Guatapé: More than a Day Trip

Once a rural farming community home to only cowboys and their cattle. Now Guatapé streets are filled with far more tourists than locals. Partially, due to it’s close proximity to Medellin. But mostly, because of the famous colorful streets and stunning natural beauty, this Pueblo has to offer.

Most travelers make it here on a day trip from nearby Medellin. But the trick to loving Guatapé is to stay overnight.

Extending your stay allows you to work around the tourists. You can see the colorful streets empty, aside from the street dogs. Or climb the Penõl and not fight for a view of the scenery below. You can watch the evening streets fill with locals.

Even with just one night in Guatapé, you can experience so much more than the average tourist.


Getting there

Without a tour, you’ll have to take a bus on your own. But Medellin public transit couldn’t be easier.

  • Take the Metro to the Caribe station. Across the street is the North Bus Terminal.
  • Counter 9 & 14 both sell bus tickets to La Piedra for 14,000 COP.
  • Buses run throughout the daytime but the earlier you arrive the better.

We arrived at around 3:30. So after finding accommodation near the town square, we headed straight for the Penõl.

Climbing the Penõl

Tuk-Tuks line-up to drive tourists to the Penõl. You’ll find them all over town and congregating near the bus stop you arrive at. Prices are set at 12.000 COP.

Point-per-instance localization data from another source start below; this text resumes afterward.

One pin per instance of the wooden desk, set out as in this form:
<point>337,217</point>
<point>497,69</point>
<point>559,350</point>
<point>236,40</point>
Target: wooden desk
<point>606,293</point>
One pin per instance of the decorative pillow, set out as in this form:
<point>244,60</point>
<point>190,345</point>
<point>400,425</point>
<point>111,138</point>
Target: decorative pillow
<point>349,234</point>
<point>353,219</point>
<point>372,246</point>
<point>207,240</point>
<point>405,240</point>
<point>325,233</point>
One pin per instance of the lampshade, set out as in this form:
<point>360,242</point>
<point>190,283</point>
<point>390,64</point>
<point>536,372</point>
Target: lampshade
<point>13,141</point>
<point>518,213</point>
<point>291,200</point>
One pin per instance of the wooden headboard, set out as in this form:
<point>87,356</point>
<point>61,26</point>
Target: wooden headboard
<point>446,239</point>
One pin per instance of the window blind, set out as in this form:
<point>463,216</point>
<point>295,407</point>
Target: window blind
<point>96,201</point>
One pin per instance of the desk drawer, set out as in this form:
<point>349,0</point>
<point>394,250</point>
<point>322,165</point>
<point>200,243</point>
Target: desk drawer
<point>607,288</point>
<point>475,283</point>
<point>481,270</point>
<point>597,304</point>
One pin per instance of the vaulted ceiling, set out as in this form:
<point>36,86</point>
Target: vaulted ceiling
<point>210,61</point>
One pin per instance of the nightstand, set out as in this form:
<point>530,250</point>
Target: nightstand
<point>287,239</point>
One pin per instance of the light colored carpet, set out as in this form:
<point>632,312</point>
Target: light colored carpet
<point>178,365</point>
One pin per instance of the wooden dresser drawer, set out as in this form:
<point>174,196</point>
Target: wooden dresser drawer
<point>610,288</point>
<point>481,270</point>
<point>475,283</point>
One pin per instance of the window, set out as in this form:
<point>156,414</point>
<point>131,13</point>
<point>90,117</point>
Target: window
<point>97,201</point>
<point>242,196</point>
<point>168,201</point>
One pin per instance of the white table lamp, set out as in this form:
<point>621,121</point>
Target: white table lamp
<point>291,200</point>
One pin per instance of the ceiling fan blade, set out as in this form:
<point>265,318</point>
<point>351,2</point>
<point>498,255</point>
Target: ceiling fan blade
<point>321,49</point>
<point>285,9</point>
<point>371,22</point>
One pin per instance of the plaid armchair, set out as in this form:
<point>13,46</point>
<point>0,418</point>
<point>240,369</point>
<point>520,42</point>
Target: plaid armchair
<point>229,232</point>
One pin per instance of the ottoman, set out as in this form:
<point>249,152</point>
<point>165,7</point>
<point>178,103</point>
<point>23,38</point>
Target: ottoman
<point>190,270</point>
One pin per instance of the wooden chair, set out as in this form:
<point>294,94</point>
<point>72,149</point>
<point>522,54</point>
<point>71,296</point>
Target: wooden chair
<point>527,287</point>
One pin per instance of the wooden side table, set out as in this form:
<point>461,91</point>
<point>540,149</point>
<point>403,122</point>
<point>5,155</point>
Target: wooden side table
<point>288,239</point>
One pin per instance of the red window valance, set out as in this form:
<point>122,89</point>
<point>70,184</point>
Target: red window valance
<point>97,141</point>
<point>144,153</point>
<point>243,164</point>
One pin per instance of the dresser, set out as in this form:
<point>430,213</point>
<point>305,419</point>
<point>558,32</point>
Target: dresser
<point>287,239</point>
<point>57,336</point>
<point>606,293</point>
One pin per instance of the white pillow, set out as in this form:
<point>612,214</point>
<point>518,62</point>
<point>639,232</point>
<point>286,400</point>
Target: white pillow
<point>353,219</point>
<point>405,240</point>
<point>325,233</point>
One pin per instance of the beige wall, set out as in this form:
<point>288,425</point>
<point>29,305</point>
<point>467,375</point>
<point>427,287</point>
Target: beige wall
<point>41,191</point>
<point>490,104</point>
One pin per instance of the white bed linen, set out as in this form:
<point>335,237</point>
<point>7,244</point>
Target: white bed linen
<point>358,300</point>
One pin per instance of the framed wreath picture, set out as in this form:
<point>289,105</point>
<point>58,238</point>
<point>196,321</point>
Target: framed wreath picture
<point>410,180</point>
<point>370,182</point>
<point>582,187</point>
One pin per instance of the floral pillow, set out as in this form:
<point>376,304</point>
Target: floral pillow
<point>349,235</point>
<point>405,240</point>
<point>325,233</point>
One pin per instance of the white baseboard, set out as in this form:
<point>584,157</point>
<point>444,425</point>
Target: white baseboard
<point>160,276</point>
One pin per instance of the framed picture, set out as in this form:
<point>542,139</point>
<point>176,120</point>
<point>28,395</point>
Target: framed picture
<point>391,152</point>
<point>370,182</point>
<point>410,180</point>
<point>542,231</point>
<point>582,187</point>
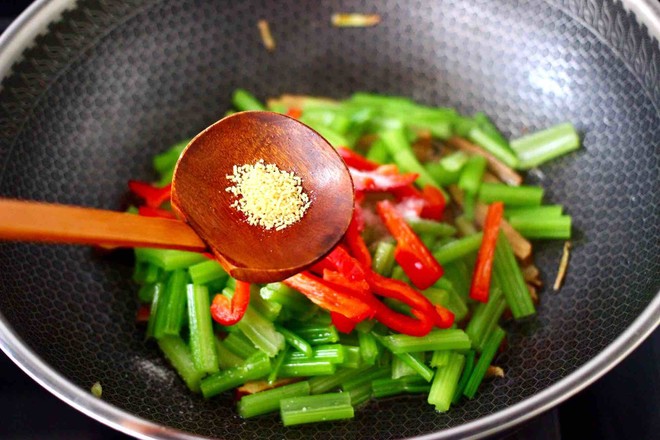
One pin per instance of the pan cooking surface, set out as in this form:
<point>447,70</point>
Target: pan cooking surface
<point>138,77</point>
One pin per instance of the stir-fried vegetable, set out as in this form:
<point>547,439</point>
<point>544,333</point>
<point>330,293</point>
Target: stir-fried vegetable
<point>412,298</point>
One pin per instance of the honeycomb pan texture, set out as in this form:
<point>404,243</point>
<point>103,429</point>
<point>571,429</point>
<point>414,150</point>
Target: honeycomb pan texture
<point>113,83</point>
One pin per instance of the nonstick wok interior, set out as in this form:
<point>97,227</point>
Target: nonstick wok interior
<point>112,84</point>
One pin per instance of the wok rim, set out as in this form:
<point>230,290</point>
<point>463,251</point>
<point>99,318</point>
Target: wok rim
<point>31,23</point>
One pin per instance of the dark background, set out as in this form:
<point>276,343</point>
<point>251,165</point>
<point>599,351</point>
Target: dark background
<point>624,404</point>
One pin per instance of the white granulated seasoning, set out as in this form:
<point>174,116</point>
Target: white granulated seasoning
<point>268,196</point>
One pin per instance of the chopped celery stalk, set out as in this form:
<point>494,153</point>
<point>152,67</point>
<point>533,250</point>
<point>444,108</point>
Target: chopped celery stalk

The landscape here is dramatic. Skyscraper high rock karsts surrounded by deep blue reservoir lakes and red clay earth. And there is no better vantage point than La Piedra del Penõl. 750 steps coil around the tallest rock formation sitting at 200m high.


The key is picking the right time to visit.

We arrived at around 4 pm. The perfect time. The last of the tour groups had just gone home. Which left the climb relatively empty. It’s best to take the climb slow due to the elevation. When you reach the peak you’ll be rewarded with panoramic views of the sprawling landscape far below. Vendors sell beer, sliced mango, and other traditional snacks.

To reach the highest platform you will need to enter the gift shop and find the stairs in the back.

The views here are incredible. And absolutely shouldn’t be missed.

  • Another option would be to make the climb early in the morning for sunrise. Before the tours arrive.

The Pueblo

The streets of Guatapé were colorful long before the tourists starting flocking. It isn’t uncommon to see colorful homes and storefronts dotting the streets of Central and South America. But the colorful story-telling panels called “Zocalos” are unique.


Some depict flowers, llamas, and other seemingly random objects. Others relate to the store inside like the loaves of bread pained on a bakery. And others showed pieces of Colombian farming history.

Steep, winding cobblestone streets lined by an actual rainbow of homes. It feels a little like walking around the set of a Disney cartoon.

Best of Guatapé

Although the town is quaint and sleepy there are a few things you should definitely experience during your visit.

  • My favorite plate of Bandeja Paisa was served here in town square. (Bandeja Paisa is a gut-busting Colombian classic of Chorizo, ground beef, rice, beans, avocado, arepas, chicharrones, fried egg, and plantains.)
  • Visit the two local mini-ponies. They are penned just outside the town square. It’s the small things, right?
  • Wake up at dawn. This is the best time to wander the streets. Even few locals will be awake.